Why are volcanic ash clouds so dangerous for airplanes?
The U.S. Department of Transportation advises passengers on flights to Hilo and Ellison Onizuka Kona International Airports in Hawaii to check with their airlines before departure about the volcanic eruption situation at Mauna Loa. Mauna Loa is the largest active volcano in the world, and yesterday its first eruption occurred in almost four decades, it is written CNN.
The US Federal Aviation Administration said it was closely monitoring the volcanic eruption and would issue warnings once the size of the ash cloud was determined. Volcanic ash clouds are a serious threat to aviation, as they reduce visibility, damage equipment and ultimately cause engine failure.
Aircraft "encounters" with volcanic ash can happen because ash clouds are difficult to distinguish from ordinary clouds, both visually and on radar, the US Geological Survey points out. Ash clouds can also travel great distances from their source. In 2010, a volcanic eruption in Iceland spewed a huge ash cloud across the Atlantic, causing massive air traffic disruptions across Western Europe.
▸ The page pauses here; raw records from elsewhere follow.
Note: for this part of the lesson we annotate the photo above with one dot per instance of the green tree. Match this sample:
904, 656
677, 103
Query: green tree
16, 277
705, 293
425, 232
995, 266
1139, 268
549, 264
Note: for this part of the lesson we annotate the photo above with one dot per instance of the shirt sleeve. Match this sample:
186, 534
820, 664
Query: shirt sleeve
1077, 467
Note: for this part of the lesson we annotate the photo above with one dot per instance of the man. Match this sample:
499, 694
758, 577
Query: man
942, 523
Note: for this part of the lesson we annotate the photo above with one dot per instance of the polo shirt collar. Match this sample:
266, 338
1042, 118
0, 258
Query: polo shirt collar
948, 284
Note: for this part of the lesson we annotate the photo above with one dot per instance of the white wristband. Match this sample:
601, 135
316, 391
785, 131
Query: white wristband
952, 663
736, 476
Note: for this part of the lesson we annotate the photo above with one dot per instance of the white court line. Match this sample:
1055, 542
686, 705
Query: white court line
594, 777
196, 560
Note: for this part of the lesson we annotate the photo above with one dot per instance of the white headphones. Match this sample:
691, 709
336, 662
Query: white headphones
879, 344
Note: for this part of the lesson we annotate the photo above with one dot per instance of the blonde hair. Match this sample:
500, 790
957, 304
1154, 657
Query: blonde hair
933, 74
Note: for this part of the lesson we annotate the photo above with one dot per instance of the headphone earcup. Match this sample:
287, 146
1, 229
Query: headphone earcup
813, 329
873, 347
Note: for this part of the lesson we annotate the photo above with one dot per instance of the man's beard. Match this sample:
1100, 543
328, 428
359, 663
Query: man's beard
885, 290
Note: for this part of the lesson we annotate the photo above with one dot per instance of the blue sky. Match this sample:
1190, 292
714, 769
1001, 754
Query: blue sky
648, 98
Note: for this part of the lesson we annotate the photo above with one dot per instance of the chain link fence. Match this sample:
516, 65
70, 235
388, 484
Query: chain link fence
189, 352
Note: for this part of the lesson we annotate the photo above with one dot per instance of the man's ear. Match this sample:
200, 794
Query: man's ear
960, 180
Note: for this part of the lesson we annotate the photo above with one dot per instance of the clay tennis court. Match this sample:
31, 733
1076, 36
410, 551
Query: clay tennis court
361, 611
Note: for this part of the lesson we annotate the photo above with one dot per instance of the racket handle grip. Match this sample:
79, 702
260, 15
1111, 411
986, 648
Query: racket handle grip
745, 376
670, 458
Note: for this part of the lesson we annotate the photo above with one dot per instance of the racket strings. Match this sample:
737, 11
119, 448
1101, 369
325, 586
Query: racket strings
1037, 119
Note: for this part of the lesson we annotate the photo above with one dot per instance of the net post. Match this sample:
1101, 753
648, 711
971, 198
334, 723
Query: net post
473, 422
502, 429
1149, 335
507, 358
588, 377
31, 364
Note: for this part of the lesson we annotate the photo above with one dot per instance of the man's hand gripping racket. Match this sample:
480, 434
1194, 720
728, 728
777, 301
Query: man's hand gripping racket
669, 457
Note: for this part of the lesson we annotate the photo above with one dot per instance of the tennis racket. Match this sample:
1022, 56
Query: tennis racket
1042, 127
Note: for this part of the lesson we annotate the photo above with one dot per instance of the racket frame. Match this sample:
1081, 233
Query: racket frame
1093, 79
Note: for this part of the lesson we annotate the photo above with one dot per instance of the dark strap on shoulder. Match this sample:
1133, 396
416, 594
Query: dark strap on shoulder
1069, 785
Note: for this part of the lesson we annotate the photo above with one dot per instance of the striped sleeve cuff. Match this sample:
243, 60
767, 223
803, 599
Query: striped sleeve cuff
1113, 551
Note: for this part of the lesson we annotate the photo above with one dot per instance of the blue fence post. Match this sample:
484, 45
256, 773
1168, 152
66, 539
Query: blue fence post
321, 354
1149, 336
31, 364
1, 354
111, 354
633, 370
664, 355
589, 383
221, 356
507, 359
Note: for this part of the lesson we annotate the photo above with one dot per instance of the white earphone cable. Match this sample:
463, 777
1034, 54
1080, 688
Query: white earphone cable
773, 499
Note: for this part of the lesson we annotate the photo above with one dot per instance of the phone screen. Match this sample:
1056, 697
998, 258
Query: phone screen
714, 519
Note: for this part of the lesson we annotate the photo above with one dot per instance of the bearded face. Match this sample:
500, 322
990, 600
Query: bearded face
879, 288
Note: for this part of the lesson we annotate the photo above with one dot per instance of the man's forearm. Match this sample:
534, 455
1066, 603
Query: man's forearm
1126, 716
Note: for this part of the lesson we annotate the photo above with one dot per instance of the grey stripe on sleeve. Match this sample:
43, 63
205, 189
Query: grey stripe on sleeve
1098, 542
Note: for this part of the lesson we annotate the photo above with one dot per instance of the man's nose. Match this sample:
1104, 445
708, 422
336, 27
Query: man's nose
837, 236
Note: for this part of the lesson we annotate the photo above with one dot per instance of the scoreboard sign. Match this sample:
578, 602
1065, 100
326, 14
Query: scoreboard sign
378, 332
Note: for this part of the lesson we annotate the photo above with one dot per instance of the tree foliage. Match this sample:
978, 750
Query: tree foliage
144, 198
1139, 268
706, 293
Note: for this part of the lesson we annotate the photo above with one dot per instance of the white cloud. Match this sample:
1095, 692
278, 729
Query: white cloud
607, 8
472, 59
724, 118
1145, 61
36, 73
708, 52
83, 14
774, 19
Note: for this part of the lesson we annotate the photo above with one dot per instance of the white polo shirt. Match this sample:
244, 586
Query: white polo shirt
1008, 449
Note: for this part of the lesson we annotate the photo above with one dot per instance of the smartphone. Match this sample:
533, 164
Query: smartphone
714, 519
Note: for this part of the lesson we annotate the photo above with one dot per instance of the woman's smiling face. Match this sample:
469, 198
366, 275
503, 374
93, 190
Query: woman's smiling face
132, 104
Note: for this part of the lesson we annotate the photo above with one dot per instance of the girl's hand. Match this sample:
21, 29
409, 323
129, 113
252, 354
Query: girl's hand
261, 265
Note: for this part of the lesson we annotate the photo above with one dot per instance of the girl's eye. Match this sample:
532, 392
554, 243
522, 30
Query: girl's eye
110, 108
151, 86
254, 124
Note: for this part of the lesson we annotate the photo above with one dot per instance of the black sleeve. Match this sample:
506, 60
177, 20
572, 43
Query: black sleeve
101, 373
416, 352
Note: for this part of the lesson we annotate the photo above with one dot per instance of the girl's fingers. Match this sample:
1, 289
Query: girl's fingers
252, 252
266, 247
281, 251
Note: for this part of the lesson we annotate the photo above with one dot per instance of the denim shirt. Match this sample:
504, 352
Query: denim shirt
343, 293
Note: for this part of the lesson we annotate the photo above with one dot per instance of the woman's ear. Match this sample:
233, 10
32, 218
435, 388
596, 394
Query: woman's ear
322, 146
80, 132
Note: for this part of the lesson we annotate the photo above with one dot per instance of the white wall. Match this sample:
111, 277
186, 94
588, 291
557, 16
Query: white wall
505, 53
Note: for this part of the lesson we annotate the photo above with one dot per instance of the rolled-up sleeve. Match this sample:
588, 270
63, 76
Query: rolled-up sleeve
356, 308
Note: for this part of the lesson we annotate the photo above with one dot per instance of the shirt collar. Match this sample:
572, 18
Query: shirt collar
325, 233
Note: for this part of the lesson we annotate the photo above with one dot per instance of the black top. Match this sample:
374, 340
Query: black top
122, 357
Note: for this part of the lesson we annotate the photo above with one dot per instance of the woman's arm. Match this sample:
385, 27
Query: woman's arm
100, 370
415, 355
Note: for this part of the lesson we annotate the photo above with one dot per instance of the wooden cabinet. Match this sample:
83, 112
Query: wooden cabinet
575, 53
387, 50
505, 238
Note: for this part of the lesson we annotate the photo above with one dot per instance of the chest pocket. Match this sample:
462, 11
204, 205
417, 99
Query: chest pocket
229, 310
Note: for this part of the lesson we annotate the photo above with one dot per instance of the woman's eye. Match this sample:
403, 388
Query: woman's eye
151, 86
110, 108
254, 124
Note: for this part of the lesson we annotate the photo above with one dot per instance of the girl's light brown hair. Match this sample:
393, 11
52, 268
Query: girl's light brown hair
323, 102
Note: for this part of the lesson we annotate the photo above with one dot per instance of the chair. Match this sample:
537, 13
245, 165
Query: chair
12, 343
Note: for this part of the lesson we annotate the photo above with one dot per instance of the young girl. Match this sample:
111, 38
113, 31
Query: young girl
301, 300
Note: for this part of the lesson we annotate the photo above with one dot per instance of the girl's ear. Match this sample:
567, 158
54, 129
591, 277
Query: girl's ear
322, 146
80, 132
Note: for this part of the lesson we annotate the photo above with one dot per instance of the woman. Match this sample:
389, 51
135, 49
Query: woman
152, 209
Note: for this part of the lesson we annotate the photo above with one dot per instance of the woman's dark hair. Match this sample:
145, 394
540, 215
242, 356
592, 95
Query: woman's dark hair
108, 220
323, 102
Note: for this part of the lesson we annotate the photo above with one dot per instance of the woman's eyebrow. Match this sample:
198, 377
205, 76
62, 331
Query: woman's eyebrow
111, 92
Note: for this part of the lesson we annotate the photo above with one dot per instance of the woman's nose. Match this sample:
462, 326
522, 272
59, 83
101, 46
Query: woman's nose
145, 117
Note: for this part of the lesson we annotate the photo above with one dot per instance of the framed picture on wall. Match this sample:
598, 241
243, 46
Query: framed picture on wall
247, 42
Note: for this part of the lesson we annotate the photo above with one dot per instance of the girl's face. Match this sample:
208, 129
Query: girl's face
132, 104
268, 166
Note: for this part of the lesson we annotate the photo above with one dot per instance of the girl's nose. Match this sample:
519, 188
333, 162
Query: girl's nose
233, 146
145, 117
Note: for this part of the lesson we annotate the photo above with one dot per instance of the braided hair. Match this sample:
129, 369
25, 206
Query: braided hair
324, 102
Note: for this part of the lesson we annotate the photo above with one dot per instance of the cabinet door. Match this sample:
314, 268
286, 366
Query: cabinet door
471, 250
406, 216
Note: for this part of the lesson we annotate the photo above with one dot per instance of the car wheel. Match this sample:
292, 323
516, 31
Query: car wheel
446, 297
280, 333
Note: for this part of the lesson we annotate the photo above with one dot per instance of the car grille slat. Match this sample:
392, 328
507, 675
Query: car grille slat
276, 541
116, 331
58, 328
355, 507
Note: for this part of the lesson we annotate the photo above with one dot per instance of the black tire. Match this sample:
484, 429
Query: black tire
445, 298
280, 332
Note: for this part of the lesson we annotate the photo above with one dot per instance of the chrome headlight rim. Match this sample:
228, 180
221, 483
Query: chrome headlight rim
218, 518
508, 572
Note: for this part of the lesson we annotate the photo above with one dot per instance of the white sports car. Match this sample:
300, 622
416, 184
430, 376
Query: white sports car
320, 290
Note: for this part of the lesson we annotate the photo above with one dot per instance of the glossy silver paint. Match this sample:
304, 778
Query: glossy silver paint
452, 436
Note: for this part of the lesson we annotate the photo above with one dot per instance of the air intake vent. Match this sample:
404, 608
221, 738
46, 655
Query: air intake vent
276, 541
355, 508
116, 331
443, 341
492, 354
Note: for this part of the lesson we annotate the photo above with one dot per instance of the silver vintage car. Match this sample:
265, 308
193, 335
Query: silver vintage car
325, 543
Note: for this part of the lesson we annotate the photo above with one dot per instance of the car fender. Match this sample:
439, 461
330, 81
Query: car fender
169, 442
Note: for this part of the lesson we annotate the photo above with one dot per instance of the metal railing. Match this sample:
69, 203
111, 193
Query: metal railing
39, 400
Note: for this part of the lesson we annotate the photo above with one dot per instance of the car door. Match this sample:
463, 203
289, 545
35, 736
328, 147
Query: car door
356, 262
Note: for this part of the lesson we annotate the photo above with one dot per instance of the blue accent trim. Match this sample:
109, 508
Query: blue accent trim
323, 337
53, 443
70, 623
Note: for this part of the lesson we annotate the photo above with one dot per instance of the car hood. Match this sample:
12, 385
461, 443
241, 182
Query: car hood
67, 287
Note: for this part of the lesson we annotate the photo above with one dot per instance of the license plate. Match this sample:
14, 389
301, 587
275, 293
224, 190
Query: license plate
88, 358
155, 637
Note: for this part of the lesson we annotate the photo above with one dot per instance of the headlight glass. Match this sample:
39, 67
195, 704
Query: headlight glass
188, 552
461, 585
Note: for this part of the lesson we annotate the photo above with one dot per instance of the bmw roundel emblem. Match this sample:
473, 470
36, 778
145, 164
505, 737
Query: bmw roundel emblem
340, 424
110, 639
Following this crisis, international aviation regulatory bodies introduced new risk management guidelines for flight safety and volcanic ash.
UPDATE: View from Saddle Road of lava from Mauna Loa volcano eruption as of 1:30 am — Hawaii County Civil Defense working to confirm if any lava has flowed outside the summit caldera (pics: @ KITV4 viewer AJ Taaca) pic.twitter.com/dN5reiq4PW
- Tom George (@TheTomGeorge) November 28st
In response to the Icelandic crisis, European aircraft manufacturer Airbus stated in its operational guidelines that flying through the ash cloud should be avoided at all costs. Airbus said experience had shown that costly damage to aircraft surfaces and propulsion devices could occur, while ventilation, hydraulic, electronic and flight data systems could also be contaminated.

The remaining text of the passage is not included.